Bolsonaro é o líder do “lixo branco” brasileiro, que obviamente abrangem os negros que se identificam com o opressor e negam o racismo, como o presidente da fundação Palmares. Um segmento ressentido com a classe média branca e estabelecida, e que apoia, portanto, a cruzada de Bolsonaro contra a ciência, a pesquisa, a arte, a universidade pública e o conhecimento. Como o “conhecimento” e o capital cultural, o fundamento do privilégio da alta classe média, é percebido, na dimensão intuitiva e afetiva, pelo “lixo branco”, como as causas de sua inferioridade social, seu apoio à cruzada obscurantista é total. Contra os pobres e negros abaixo dele socialmente é possível compensar e canalizar sadicamente o sentimento de inferioridade sob a forma do genocídio dos jovens negros e repressão de qualquer expressão religiosa, cultural e política dos negros e dos pobres.
Neste sentido, a possibilidade de uma catástrofe sanitária nas favelas e bairros mais pobres, onde as famílias se amontam em espaços ínfimos e sem condições de higiene, se mostra como uma possibilidade efetiva. Bolsonaro, inclusive, atrasa e cria dificuldades burocráticas para a ajuda emergencial decidida recentemente pelo Congresso aos mais pobres de pouco mais de 600 reais ao mês pelos próximos três meses. Seja pelo alastramento da covid-19, seja pela fome e desespero de uma população deixada a míngua e sem assistência, a aposta no caos é um cálculo político do Bolsonarismo. Bolsonaro busca ansiosamente um pretexto para produzir um caos social que possa legitimar uma reação armada das milícias e do Exército e um fechamento do regime político.
Um golpe evangélico-miliciano-militar, parecido com o que aconteceu na Bolívia em 2019, seria a salvação de Bolsonaro e sua família acuada por múltiplas acusações de corrupção e, inclusive, de ligação suspeita com assassinato, como o caso da vereadora Marielle Franco, que ronda cada vez mais de perto sua família.
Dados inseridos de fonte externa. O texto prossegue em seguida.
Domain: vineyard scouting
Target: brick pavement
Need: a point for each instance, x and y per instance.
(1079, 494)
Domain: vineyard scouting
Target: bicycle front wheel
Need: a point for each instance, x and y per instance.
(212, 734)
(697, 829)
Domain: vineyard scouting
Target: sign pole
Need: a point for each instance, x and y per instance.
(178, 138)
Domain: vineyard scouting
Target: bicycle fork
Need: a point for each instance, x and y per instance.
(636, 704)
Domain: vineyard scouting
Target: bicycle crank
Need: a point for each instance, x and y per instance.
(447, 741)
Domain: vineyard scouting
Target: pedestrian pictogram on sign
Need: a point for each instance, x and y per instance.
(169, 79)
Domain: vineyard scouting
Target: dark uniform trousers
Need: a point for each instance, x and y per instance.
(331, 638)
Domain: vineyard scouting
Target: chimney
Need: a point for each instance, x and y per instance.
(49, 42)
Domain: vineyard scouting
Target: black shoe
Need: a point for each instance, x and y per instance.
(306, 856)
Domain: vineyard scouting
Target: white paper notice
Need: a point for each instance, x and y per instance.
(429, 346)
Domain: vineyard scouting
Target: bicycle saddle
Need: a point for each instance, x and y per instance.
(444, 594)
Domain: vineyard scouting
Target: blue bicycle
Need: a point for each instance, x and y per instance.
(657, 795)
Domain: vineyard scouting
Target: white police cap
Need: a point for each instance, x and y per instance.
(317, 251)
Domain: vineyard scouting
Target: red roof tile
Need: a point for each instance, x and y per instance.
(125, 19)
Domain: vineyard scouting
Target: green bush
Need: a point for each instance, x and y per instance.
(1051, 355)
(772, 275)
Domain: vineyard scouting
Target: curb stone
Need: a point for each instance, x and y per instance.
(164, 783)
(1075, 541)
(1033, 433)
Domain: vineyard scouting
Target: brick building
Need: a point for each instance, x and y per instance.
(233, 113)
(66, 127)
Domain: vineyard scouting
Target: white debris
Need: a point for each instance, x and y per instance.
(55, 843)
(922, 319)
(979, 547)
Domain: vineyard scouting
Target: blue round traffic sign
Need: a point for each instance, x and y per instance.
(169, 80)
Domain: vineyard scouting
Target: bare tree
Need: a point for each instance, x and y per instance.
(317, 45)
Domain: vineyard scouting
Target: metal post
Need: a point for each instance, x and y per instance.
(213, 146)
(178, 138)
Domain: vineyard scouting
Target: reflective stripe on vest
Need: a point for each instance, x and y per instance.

A crise sanitária da covid-19 no Brasil pode tanto acelerar um golpe de Estado mafioso-religioso, quanto a queda de Bolsonaro e de sua popularidade, mantida por fake news e pela manipulação do ancestral e reprimido racismo brasileiro.
Jessé Souza é doutor em Sociologia, com pós doc em psicanálise e filosofia. É autor de mais de 20 livros.